Her aura began to expand.
Some assassins tried to move — but their bodies wouldn’t obey. Their muscles locked. Their hands froze inches from their weapons. It was as if invisible chains had been tied around their bones. "Besides hunting... my husband."
The last word came out low.
And terror took physical form.
One of the men tried to scream, but the sound died in his throat. The prisoner in the chair began to cry without understanding why. The leader present in the hall—a tall man in a red cloak and ornate mask—managed to take a half-step back before falling to his knees, not by choice, but because his legs simply gave way under the crushing pressure.

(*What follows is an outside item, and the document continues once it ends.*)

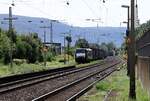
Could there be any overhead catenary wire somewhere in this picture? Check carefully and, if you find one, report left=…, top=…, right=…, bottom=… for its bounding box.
left=81, top=0, right=99, bottom=18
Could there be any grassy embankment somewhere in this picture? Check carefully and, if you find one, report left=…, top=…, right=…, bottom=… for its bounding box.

Elizabeth tilted her head slightly.
"I asked a question."
The silence was absolute.
Then the man in the red cloak began to laugh. Not out of courage—but out of despair.
"D-do you think... it was... our decision?" he forced the words through clenched teeth. "We received... a contract..."
Elizabeth appeared before him before the sentence was finished.
There was no perceptible movement. She was simply there.
She grasped his mask and ripped it off with a dry snap, revealing a pale, sweaty face.
"Whose?"
He opened his mouth—and his head exploded.
Not by her doing so.
A black rune etched into his tongue glowed for a second before detonating his skull from the inside out. Blood and bones splattered across the hall.
Elizabeth didn’t blink.
"Interesting."
She turned slowly to the others.
Some began to cry. Others tried to force their bodies to react. One managed to move a finger—just one—before the shadows beneath his feet rose like living serpents and pierced his chest, exiting through his back in a grotesque explosion.
The first body fell.
Then the second.
She didn’t run.
She didn’t scream.
She simply walked.
Each step was followed by inevitable death. A man managed to free an arm and throw an enchanted dagger—the blade melted in mid-air before touching her. Another tried to activate an explosive seal—his own shadow rose and broke his neck.
The floor began to slip with blood.
"You made a mistake," she said calmly as an assassin was slowly crushed by an invisible pressure that bent his bones inward. "If you had attacked only me... perhaps I would have considered this a challenge."
She stopped before a hooded woman who was trembling violently.
"But you touched what belongs to me."